请教一个关于 PostgreSQL 连接被 Server 关闭的问题

  •  
  •   Koril · Mar 11, 2025 · 3060 views
    This topic created in 412 days ago, the information mentioned may be changed or developed.

    背景

    我在自己的阿里云服务器上( 2C2G ,3M ,Debian 12 )装了一个 PostgreSQL ( 15 ),安装后,仅仅做了以下配置改动:

    pg_hba.conf:

    添加:host all all 0.0.0.0/0 md5

    postgresql.conf

    开放端口:listen_addresses = '*'

    给 postgres 设置了密码,sudo -i -u postgres -> psql -> \password


    异常

    无论是 Navicat 还是 Python 的 Psycopg2 在超过一定时间(大概 3-5 分钟),就会连接失效了。

    Navicat 报错如下:

    Server closed the connection unexpectedly
    This probably means the server terminated abnormally before or while processing the request.
    

    Psycopg2 报错如下:

    psycopg2.OperationalError: server closed the connection unexpectedly
    	This probably means the server terminated abnormally
    	before or while processing the request.
    server closed the connection unexpectedly
    	This probably means the server terminated abnormally
    	before or while processing the request. 
    

    已知

    服务器没有太大的负载,cpu ,内存,磁盘,网络,占用率都很低,除了 Prometheus/Grafana/nginx 之外,这个机器上只有刚刚安装的 PostgreSQL 。
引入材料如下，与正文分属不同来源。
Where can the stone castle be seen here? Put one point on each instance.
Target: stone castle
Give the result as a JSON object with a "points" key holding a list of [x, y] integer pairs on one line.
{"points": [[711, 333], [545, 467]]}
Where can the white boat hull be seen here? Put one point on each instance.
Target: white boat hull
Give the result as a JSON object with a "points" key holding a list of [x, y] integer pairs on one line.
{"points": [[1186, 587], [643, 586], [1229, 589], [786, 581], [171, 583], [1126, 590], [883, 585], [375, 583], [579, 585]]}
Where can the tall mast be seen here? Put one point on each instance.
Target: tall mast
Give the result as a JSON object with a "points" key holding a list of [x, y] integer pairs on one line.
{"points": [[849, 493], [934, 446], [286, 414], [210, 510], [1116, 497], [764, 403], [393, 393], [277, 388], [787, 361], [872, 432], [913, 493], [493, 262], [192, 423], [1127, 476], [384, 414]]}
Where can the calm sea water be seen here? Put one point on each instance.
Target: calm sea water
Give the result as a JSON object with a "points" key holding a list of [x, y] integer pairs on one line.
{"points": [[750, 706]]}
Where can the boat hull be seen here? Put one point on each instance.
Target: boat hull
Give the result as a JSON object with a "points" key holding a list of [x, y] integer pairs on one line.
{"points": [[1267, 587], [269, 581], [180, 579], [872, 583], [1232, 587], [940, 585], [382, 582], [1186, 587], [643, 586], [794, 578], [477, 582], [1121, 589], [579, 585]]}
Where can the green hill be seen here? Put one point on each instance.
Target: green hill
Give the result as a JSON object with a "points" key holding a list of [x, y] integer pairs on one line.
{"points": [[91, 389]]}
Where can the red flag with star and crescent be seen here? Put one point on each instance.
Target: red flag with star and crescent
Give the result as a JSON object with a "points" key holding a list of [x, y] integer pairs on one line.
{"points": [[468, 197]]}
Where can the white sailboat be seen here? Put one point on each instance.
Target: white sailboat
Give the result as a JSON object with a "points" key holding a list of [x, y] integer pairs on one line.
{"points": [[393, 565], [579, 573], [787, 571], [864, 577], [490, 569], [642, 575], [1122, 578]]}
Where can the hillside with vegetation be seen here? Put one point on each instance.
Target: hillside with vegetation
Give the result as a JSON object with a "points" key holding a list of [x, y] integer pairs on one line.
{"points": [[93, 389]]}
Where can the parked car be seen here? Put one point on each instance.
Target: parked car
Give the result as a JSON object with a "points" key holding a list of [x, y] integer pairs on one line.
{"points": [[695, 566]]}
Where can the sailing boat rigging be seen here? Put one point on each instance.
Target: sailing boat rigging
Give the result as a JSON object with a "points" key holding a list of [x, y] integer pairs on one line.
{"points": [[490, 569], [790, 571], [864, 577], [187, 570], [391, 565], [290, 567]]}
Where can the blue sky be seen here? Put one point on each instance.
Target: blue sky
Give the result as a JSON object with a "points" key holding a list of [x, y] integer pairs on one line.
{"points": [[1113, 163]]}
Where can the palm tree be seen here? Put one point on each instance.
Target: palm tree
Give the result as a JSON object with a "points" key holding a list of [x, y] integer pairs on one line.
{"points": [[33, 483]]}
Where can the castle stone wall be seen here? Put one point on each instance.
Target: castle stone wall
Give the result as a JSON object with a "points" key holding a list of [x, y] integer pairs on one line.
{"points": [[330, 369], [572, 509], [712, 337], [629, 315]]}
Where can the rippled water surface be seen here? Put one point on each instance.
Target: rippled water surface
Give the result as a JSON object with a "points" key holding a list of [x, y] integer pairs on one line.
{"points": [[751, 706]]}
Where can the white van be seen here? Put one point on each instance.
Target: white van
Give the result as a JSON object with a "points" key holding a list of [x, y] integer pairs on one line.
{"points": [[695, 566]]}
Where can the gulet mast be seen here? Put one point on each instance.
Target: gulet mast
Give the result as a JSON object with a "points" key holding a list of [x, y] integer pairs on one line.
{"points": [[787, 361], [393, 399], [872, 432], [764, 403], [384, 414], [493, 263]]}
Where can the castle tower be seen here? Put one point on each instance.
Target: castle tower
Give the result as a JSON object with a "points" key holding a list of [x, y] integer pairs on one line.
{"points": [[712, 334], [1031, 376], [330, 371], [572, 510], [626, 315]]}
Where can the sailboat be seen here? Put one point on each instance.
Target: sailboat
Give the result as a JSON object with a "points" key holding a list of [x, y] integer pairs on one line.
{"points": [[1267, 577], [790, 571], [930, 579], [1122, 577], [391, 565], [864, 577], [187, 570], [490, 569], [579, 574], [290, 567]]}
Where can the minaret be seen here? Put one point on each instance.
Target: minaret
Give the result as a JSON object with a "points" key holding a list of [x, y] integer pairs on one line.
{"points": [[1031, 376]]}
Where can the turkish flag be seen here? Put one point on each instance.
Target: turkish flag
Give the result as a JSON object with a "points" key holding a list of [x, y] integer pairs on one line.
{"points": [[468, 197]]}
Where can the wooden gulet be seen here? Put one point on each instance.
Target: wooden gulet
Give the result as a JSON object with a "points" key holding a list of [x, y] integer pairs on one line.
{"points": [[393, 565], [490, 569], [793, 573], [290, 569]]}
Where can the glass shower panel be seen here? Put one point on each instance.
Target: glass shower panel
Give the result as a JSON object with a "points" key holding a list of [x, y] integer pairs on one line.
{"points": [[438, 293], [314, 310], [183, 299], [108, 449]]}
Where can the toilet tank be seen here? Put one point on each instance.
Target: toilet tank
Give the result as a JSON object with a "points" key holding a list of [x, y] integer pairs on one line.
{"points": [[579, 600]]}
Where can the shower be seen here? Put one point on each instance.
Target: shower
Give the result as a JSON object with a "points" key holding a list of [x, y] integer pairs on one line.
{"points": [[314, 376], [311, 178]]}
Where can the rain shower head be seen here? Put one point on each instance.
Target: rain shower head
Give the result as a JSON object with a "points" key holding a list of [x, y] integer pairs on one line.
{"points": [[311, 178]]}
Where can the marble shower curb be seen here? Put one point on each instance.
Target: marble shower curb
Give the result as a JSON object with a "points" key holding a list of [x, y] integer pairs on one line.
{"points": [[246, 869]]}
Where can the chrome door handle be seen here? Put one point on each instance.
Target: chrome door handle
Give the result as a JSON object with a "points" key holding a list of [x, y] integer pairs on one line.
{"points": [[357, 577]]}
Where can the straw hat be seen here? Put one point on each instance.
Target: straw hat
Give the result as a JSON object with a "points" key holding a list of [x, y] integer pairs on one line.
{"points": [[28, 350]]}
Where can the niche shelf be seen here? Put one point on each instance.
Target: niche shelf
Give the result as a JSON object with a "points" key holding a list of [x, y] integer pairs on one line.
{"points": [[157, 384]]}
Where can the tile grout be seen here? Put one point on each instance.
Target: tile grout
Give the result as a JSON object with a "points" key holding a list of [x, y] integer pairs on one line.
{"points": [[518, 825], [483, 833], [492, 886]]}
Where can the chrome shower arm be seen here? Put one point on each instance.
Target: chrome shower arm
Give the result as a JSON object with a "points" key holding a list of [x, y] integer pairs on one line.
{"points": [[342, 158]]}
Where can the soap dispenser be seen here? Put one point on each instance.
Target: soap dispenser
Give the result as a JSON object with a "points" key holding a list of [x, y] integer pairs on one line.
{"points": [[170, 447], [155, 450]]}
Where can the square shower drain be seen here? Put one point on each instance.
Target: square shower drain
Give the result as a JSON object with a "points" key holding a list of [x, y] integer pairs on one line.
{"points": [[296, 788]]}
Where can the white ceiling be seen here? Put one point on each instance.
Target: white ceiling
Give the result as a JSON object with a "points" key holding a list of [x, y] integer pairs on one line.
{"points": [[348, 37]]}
    重新获取连接,能够正常访问,但是我使用的 Psycopg2 的 ThreadedConnectionPool 连接池,连接池没法保持连接么?代码如下:

    
    def get_pg_pool(pg_config):
        pool = psycopg2.pool.ThreadedConnectionPool(
            minconn=1,
            maxconn=200,
            host=pg_config['PG_HOST'],
            port=pg_config['PG_PORT'],
            dbname=pg_config['PG_DB'],
            user=pg_config['PG_USER'],
            password=pg_config['PG_PASSWORD'],
            connect_timeout=5,
        )
        return pool
        
    @flask_app.route('/task/log', methods=['GET'])
        def task_log():
            task_log_list = []
            # 在进程启动时,给 flask_app 初始化了一个 pg_pool 对象
            conn = flask_app.pg_pool.getconn()
            try:
                with conn.cursor() as cur:
                    cur.execute('SELECT * FROM t_log')
                    task_log_list = cur.fetchall()
            except psycopg2.Error as e:
                return JsonResult.failed('获取日志列表失败')
            finally:
                flask_app.pg_pool.putconn(conn)
    
            return JsonResult.successful(task_log_list)
    
    

    问题

    这个问题是和 Linux 服务器配置有关呢?还是跟 PostgreSQL 配置有关?请问如何排查和解决呢?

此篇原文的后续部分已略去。